One of the highly celebrated pleasures of our time is fine cuisine. All manner of foodie hotspots have sprung up as TV shows and social media continue to popularize delicious, unique food. But should Christians partake in the foodie culture?

Not long ago, Christians saw abstaining from worldly pleasures as a way to deny the desires of the flesh and thereby grow in spiritual holiness, preparing oneself for the future life. They took St. Paul’s warning in his Epistle to the Galatians quite seriously: “So I say, walk by the Spirit, and you will not gratify the desires of the flesh. For the flesh craves what is contrary to the Spirit…”

Traditionally on Fridays, Christians would abstain from a variety of foods as a way of weekly recognition of Christ’s crucifixion on a Friday. During Advent (the run up to Christmas) and Lent (the run up to Easter), Christians would fast from many foods, including meat and even milk-based foods, as a means to deny themselves worldly pleasures and prepare themselves for the coming spiritual celebration.

It’s been said that St. Francis of Assisi (circa 1200 A.D.), the child of a very wealthy man, took up a vow of poverty and a denial of the flesh that even included sprinkling charcoal upon his food so as to not enjoy a worldly pleasure that might distract him from seeking God. St. Augustine (circa 400 A.D.) wrote in The City of God:

For there is pleasure in eating and drinking, pleasure also in sexual intercourse. But when it is preferred to virtue, it is desired for its own sake, and virtue is chosen only for its sake, and to effect nothing else than the attainment or preservation of bodily pleasure. And this, indeed, is to make life hideous; for where virtue is the slave of pleasure it no longer deserves the name of virtue.”

In The Confessions, St. Augustine took his reasoning so far as to argue that eating until one is full is a pleasure in and of itself, and something to avoid. Naturally, he believed that eating and drinking are necessary to the health of the body, but that one experienced pleasure in the transition from hunger to fullness:

“…while I am passing from the discomfort of emptiness to the content of replenishing, in the very passage the snare of lustfulness besets me. For that passing is pleasure; nor is there any other way to pass through… What is enough for health is too little for pleasure.”

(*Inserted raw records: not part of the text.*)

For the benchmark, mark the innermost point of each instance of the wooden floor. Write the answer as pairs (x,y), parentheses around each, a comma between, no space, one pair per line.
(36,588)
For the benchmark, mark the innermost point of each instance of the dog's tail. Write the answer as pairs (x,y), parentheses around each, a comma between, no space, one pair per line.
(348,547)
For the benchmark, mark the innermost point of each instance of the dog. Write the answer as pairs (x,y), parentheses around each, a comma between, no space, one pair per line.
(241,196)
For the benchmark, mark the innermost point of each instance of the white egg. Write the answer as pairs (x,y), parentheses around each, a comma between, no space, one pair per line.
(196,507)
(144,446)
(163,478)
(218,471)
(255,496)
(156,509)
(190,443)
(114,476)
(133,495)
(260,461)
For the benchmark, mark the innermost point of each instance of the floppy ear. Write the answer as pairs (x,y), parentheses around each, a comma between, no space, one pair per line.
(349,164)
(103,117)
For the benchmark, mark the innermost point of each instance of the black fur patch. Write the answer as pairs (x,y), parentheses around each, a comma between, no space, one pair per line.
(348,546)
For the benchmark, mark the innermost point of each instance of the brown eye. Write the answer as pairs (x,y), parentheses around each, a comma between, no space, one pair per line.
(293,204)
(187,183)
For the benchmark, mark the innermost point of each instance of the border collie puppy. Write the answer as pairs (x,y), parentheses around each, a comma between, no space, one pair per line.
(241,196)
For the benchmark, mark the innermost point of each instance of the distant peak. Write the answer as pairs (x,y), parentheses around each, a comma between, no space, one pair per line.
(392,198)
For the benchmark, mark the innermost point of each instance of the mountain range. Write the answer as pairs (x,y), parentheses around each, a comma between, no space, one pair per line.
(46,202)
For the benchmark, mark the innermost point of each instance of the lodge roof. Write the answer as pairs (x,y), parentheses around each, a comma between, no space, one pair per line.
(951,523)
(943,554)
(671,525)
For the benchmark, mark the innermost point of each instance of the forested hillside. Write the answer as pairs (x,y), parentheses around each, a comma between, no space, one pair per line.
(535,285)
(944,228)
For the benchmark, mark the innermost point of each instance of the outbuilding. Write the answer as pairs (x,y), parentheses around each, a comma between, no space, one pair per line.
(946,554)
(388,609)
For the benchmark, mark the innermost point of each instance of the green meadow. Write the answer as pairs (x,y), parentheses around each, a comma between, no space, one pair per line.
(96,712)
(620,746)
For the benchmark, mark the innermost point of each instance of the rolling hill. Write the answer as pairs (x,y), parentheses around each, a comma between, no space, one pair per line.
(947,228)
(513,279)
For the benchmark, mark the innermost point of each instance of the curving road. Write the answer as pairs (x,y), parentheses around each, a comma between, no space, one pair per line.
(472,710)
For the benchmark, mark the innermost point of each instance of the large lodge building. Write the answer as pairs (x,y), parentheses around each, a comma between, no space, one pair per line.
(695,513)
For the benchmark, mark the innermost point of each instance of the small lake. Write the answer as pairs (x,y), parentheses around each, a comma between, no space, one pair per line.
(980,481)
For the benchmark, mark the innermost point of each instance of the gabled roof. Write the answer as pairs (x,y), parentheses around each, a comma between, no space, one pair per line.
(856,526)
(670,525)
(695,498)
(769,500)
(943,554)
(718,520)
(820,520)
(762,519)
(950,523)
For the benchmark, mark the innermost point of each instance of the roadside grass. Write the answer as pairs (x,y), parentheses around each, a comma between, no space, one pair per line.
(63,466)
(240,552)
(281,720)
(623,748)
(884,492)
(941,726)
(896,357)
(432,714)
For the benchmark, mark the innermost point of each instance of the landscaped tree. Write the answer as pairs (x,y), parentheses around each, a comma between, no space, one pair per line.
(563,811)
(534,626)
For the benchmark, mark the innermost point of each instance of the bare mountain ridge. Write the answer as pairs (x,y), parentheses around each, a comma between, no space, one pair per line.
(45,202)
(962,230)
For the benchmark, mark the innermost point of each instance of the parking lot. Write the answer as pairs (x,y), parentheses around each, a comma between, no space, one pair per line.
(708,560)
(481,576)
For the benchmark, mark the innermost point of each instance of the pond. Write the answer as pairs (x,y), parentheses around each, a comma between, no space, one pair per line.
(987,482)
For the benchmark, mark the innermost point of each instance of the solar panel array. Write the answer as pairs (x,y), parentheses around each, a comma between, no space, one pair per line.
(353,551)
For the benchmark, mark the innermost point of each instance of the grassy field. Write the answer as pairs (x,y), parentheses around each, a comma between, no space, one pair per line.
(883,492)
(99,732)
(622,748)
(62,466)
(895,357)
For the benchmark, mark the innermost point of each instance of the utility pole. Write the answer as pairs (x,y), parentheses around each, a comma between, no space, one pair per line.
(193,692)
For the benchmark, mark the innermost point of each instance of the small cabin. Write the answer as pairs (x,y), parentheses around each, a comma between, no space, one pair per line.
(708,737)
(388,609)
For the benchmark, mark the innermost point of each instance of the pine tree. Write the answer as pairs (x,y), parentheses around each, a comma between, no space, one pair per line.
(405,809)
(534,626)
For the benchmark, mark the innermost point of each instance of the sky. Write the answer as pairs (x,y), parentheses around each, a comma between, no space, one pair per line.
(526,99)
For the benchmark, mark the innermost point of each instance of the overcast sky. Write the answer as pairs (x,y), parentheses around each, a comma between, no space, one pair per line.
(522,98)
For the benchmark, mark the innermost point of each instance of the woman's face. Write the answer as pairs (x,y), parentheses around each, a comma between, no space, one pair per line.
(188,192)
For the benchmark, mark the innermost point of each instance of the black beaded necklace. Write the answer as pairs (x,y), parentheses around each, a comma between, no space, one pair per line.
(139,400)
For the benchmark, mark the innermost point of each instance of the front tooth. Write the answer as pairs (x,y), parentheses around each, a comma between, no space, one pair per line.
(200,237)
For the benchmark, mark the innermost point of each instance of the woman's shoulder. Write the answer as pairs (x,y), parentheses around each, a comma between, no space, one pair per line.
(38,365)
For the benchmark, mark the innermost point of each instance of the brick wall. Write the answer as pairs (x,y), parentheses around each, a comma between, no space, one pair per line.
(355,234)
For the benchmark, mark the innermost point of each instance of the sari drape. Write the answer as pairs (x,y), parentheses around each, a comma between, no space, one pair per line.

It may come as a surprise to learn that the Romans had a foodie culture. St. Basil the Great (circa 350 A.D.), writing in On Reading Greek Literature, warned fellow Christians not to be slaves to their appetites or to engage in the Roman foodie culture. In his writings we can even see similarities to our modern foodie culture.

“What else, indeed, than devote ourselves to the care of our souls, keeping all our leisure free from other things. Accordingly, we should not be slaves of the body, except so far as is strictly necessary … supplying the belly with what it cannot do without, but not with sweet dainties as those do who look everywhere for table-dressers and cooks and scour every land and sea, bringing tribute, as it were, to a stern master…”

Our grocery stores and restaurants are now full of the sweet dainties cooks scoured every land and sea to find, bringing tribute to our taste buds and bellies. And Christians join in the pleasure of it all.

One could argue that these foods are naturally available and that, from a Christian viewpoint, God has given us taste buds and spices for a reason. Nonetheless, do the early Church Fathers referrenced above have a point about eating as pleasure? Does today’s foodie culture, with its exquisite tastes and picturesque plating, distract one from growing in virtue, from controlling the desires of the flesh? And while for many non-Christians it doesn’t seem like an issue, for a Christian, should it be?